Tag: A1 Evolutionary Trajectories

A 10,500 Year Paleoecological Record of the Interior Rainforest of Eastern British Columbia

Presenter: Ariana White

Mentor: Daniel Gavin

PM Session Oral Presentation

Panel Name: A1 Evolutionary Trajectories

Location: Alsea Room

Time: 11:00am – 12:00pm

Although there have been multiple investigations into the coast range and island ecosystems of British Columbia, the climate and forest history of the interior is less well studied. The interior of British Columbia houses one of the largest temperate rain forests in North America due to its location along the wet westernmost portion of the Rocky Mountains. In our investigation, we posit that this biome has shifted in location in accordance with changes to the climate system through the centuries. Morkill Lake, British Columbia, is located at the northern terminus of the inland wet belt zone in the Fraser River valley. The ecotone in which the lake is located represents the very edge of this unusual biome at the place where the rainforest gives way to drier and colder boreal forest. We present a pollen record from Morkill Lake which extends back 10,500 years BCE and illustrates the biological dynamism and basic climatological characteristics of this area through millennia of transition.

The Evolution of Rhino Arthritis in the Cenozoic

Presenter: Kelsey Stilson

Mentor: Samantha Hopkins

PM Session Oral Presentation

Panel Name: A1 Evolutionary Trajectories

Location: Alsea Room

Time: 11:00am – 12:00pm

Arthritis is one of the most common skeletal pathologies, occurring in one-sixth of humans. Rhinocerotids provide a natural system for understanding the evolutionary underpinnings of arthritis. The severity and prevalence of arthritis in Rhinocerotidae increased substantially from 50 million years ago to the present. All five living species of rhinoceros develop arthritis before they reach maturity. Fossil rhinoceros relatives from 50 million years ago (Ma) show a dramatically different pattern of arthritic development. What changed from 50 Ma to today? Rhinos became graviportal, evolving from Hyrachyus, which was about the size and shape of a large dog, to the one-ton, stout-limbed animals of today. Despite this order of magnitude increase in size, rhinos also consistently display cursoriality (the habit of running) through time. These competing factors of increasing size and cursoriality provide a possible driver for the prevalence of arthritis. This study traces the history of arthritic development in the rhino lineage, finding that the distribution of arthritis is related to increasing body size, but that there are also clearly evolutionary effects determining its prevalence. This study is especially important because it examines an apparent pathology that persisted and even worsened despite millions of years of evolution that should have selected against it.
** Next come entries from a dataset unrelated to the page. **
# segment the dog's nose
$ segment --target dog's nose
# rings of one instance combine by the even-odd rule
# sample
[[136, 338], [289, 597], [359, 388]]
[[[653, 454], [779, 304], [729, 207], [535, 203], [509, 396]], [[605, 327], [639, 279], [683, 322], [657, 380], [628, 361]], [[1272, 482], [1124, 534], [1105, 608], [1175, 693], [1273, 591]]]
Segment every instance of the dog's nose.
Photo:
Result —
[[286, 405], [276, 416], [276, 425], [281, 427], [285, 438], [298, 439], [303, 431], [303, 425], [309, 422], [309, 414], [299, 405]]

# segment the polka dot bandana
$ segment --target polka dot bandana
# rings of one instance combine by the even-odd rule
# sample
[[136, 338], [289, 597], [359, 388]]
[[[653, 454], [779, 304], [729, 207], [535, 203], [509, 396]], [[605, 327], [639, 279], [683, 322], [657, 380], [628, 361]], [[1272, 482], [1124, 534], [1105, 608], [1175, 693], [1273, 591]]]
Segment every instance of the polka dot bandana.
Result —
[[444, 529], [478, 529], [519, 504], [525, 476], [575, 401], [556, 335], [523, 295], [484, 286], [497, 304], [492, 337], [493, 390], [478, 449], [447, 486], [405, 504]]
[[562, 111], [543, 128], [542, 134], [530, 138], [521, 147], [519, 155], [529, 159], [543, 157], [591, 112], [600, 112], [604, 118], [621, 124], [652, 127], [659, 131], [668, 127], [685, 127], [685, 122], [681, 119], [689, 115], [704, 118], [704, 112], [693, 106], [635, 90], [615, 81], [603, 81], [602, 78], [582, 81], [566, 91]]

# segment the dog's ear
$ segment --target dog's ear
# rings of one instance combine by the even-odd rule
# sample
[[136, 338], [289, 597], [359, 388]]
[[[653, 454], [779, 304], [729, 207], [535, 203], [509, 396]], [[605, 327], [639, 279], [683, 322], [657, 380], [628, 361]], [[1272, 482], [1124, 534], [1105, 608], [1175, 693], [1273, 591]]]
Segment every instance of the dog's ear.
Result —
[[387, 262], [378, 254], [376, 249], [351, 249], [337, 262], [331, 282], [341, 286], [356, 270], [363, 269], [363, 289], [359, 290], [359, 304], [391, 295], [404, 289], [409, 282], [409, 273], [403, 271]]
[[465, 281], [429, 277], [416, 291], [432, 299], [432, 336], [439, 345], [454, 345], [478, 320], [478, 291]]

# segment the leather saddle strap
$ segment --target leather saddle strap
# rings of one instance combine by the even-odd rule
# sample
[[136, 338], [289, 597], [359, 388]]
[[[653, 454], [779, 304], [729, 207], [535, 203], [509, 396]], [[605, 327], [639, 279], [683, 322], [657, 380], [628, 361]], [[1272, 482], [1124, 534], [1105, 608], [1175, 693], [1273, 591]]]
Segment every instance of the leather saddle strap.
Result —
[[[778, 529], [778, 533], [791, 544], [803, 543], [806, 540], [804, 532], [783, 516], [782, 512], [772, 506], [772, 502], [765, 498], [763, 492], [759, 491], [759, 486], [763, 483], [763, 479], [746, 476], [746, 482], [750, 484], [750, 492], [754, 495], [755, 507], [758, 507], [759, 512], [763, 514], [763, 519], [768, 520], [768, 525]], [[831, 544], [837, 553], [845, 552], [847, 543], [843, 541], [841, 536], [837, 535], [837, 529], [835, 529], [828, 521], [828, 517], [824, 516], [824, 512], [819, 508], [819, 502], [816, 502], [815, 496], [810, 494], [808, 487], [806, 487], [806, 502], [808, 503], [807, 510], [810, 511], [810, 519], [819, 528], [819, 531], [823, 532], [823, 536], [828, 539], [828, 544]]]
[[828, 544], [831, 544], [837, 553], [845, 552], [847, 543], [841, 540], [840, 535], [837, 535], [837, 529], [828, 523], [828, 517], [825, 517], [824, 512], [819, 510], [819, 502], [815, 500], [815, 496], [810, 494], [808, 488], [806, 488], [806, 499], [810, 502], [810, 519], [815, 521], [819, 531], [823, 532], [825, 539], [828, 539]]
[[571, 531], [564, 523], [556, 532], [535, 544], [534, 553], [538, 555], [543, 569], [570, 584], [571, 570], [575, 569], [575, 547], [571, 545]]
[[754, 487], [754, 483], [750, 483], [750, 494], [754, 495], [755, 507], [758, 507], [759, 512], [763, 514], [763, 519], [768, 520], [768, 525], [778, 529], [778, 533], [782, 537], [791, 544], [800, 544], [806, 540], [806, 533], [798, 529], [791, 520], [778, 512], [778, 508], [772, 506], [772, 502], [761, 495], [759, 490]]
Topographic and Climate Change Differentially Drive Pliocene and Pleistocene Mammalian Beta Diversity of the Great Basin and Great Plains Provinces of North America

Presenter: Amy Atwater

Mentor: Edward Davis

PM Session Oral Presentation

Panel Name: A1 Evolutionary Trajectories

Location: Alsea Room

Time: 1:15pm – 2:15pm

The Great Basin region of the western United States currently has elevated beta (between-site) diversity compared to that of the past 10 million years. We test two competing hypotheses to explain this pattern: 1) Pleistocene climatic cycling, with diversity drop- ping during warm intervals and increasing during cooler ‘Ice Age’ intervals; or 2) topographic change, where tectonic expansion created a diversity of habitats, packing drastically different environments close together. To test these hypotheses, we analyzed the beta diversity of non-flying land mammals from the Late Miocene (~8 million years ago) to Recent of the Great Basin of the United States, with the central Great Plains of the United States as a control. Using mammalian faunal lists from the FAUNMAP II database, we esti- mated richness- and evenness –based beta diversity for 4 time-slices based on mammalian biochronology. Our results show that beta diversity, in terms of both richness and evenness, is higher in the Great Basin than in the Great Plains at all intervals from the Late Miocene to the Recent except for the Holocene. The Holocene of the Great Plains revealed surprisingly high evenness beta diversity and is the subject of continued investigation. The overall results support our hypothesis that Great Basin beta diversity has primarily been driven by tectonic change, but the Great Plains Holocene results suggest that other factors, particularly climate change, have affected beta diversity.